SMYRNA, Del. — At least four guards and a counselor were taken hostage by inmates Wednesday inside a Delaware prison, according to a union attorney, and all the state's prisons were put on lockdown as police swarmed the facility.
Bruce Rogers, counsel for the Correctional Officers Association of Delaware, told The Associated Press that inmates had taken control of one building at the James T. Vaughn Correctional Center. Injuries to both officers and inmates were reported, he said.
In a brief statement, the Department of Corrections said DOC Response Teams and Delaware State Police were on the scene responding to a hostage situation.

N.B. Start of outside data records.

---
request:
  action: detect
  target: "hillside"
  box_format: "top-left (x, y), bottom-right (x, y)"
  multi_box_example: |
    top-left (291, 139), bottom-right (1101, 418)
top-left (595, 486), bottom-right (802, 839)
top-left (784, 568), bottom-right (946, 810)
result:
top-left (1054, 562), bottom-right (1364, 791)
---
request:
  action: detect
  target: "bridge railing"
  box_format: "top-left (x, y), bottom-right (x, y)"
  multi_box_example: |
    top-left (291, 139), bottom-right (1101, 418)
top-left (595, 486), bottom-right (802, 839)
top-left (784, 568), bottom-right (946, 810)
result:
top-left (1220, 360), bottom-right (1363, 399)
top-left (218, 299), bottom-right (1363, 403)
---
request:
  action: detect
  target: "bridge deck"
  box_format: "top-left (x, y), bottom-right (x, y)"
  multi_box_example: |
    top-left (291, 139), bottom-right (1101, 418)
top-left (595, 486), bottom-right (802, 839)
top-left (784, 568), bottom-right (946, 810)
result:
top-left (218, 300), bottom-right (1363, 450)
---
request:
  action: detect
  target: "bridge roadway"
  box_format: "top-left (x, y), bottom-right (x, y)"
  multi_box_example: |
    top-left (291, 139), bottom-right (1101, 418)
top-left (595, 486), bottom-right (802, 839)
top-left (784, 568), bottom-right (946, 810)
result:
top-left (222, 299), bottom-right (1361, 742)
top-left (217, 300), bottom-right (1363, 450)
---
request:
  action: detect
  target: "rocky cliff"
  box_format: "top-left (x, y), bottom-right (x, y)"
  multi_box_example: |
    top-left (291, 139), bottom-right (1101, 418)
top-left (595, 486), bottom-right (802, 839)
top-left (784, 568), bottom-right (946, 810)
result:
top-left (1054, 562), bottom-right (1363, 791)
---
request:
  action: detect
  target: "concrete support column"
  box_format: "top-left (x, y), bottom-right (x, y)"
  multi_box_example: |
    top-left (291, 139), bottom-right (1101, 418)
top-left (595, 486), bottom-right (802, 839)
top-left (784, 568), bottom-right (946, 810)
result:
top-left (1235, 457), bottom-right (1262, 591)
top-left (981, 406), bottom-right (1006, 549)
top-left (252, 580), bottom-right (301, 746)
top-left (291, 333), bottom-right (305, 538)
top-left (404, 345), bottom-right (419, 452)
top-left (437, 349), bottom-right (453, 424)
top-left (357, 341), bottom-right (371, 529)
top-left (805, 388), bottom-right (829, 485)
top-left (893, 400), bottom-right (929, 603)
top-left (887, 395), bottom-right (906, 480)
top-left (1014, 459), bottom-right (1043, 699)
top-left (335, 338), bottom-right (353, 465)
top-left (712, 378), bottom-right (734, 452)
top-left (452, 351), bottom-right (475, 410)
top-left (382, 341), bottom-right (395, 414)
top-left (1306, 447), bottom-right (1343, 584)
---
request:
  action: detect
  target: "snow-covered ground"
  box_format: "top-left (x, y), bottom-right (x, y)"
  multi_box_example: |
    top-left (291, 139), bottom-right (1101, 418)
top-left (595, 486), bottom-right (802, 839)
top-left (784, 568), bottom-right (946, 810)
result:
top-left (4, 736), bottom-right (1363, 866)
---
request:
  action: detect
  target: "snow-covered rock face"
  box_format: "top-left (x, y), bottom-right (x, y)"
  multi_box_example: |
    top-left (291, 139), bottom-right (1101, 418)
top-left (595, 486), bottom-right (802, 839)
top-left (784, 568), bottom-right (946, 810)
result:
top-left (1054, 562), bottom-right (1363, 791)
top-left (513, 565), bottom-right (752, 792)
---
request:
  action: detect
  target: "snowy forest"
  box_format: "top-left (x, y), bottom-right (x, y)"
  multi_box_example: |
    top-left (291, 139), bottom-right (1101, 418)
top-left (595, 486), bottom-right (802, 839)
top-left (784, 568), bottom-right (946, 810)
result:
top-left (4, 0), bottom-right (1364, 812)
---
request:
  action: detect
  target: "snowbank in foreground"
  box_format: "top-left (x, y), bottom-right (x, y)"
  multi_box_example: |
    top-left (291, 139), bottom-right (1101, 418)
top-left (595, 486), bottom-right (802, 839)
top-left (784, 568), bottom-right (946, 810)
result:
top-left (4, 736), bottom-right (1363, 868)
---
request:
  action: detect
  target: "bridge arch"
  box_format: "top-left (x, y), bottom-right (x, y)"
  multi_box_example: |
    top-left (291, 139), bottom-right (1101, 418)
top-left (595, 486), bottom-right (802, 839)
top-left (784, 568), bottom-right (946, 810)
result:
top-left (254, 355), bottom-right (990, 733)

A DOC spokeswoman said an emergency situation was reported at the Smyrna prison late Wednesday morning. The facility was placed on lockdown, as were all prisons in the state per DOC policy. Spokeswoman Jayme Gravell provided few details but described the situation as an isolated incident, adding that there was no threat to the public.
Rogers said he'd been briefed on the situation by the union president, who was talking to officials at the scene.
He described the building under inmate control as housing between 120-150 inmates. The population is considered medium to maximum security, he said.
There has been very little communication between inmates and those on the outside, and no demands have been communicated to the union, according to Rogers.
Video from above the prison shows uniformed officers gathered in two groups along fences near an entrance to the prison. Later, video showed several people surrounding a stretcher and running as they pushed it across the compound. It wasn't clear if a person was on the stretcher. People could be seen standing near a set of doors with an empty stretcher and wheelchair.
Gravell said firefighters were called to the scene after reports of smoke and were being held on standby.
According to the department's website, the prison is Delaware's largest correctional facility for men, housing about 2,500 inmates. It houses minimum, medium, and maximum security inmates, and also houses Kent County detainees awaiting trial. It is also the site of the state's death row and where executions were carried out. The prison opened in 1971.
In 2004, an inmate raped a counselor and took her hostage for nearly seven hours at the Smyrna prison, according to an Associated Press report at the time. A department sharpshooter later shot and killed 45-year-old Scott Miller, according to the report, ending the standoff.
Associated Press writer Sarah Rankin in Richmond, Virginia, contributed to this report.